What I gained from this course:
The twenty-lesson course in Comparative Religion was a validation of my beliefs. I have always thought that the various religions that developed around the world were based on the same basic belief in a higher energy, Creator, Source, Divine Bring or any other term developed by humanity's limited language skills that one would care to use to describe the underlying power of the Universe.
It has been my life long belief that all the religions of the world lead to one place, it is just a matter of how one gets there. A brief visual description may assist in understanding my point. Imagine a large mountain and the goal is the summit. Each person is located at the base. There are paths that spiral around the mountain climbing ever higher. There are some paths whose course takes them directly up the side of the mountain on a vertical ascent. These paths all start at different points at the base of the mountain, but all end at the summit. Some of these paths even travel the same course at times, some never meet. While all start at a different point, all take a varied route; all arrive at the same point in the end - the summit or to phrase it another way - reunification with Divinity.
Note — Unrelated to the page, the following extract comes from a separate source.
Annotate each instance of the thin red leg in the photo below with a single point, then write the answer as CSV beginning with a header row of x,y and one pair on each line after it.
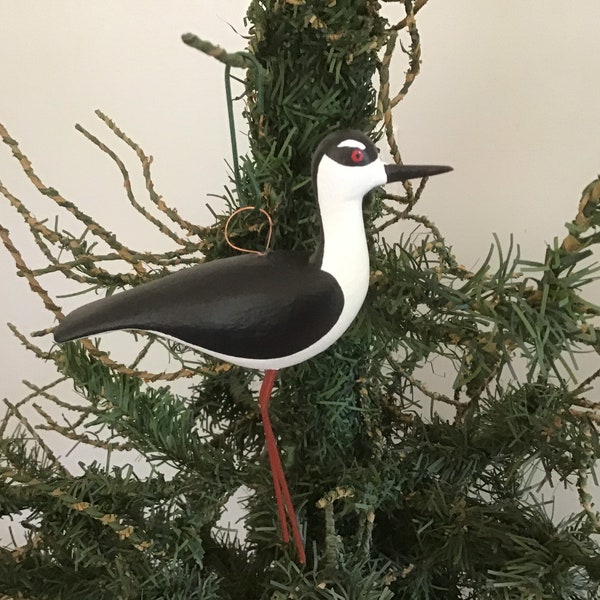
x,y
282,494
264,397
I believe that the vast differences are there to accommodate the various level of spiritual development evident in each culture at any given point in their evolution. That is to say, an early pagan would have had a hard time comprehending the higher teachings of the Buddhist religion. Another example of this is the evolution from
Hinduism into Buddhism. This difficulty in comprehension is just as true for the modern day Christian. By that I mean that a Christian has trouble accepting that each individual is responsible for their own evolution on the wheel of life, death and rebirth. Most of the Christians that I have spoken with believe that unless one believes in Jesus salvation can never be obtained.
What I liked best and least about this course, and how to improve:
While I was pleasantly surprised to see the more obscure religions given the same basically fair treatment as the more commonly practiced ones, I would also have liked to have seen a more in depth comparison of each of the religions covered. Many times I was waiting in vain for the next religion to be explained to the extent that the last one had been discussed. This was true not only of the obscure ones, but even the common ones. The discussions (lessons 16 and 17) on Divine Messengers for example as well as the discussion on Religious Titles (lesson 18) serve to illustrate this point.
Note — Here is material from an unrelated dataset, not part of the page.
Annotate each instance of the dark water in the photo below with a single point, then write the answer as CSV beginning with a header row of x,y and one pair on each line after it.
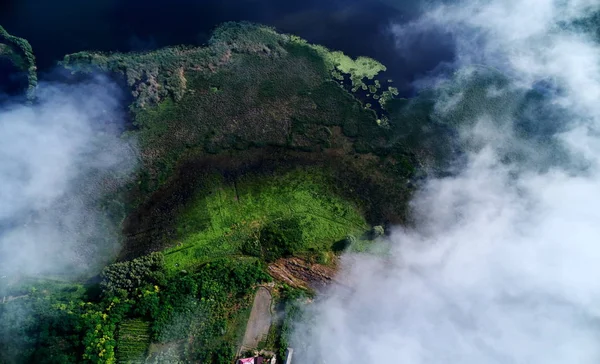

I would have preferred to see a systematic breakdown showing how each religion compared and contrasted with each other one during the course of each lesson. Using the above examples, if each religion's terms for angels had been laid out in table format and each religion's titles had been detailed side by side I believe it would
have more fully explained how they relate to one another.
Over all, this was an excellent course. I would definitely be willing to take another course from Reverend Kythera Ann; and am looking forward to Part 2 of this course. I am of course assuming there is a Part 2.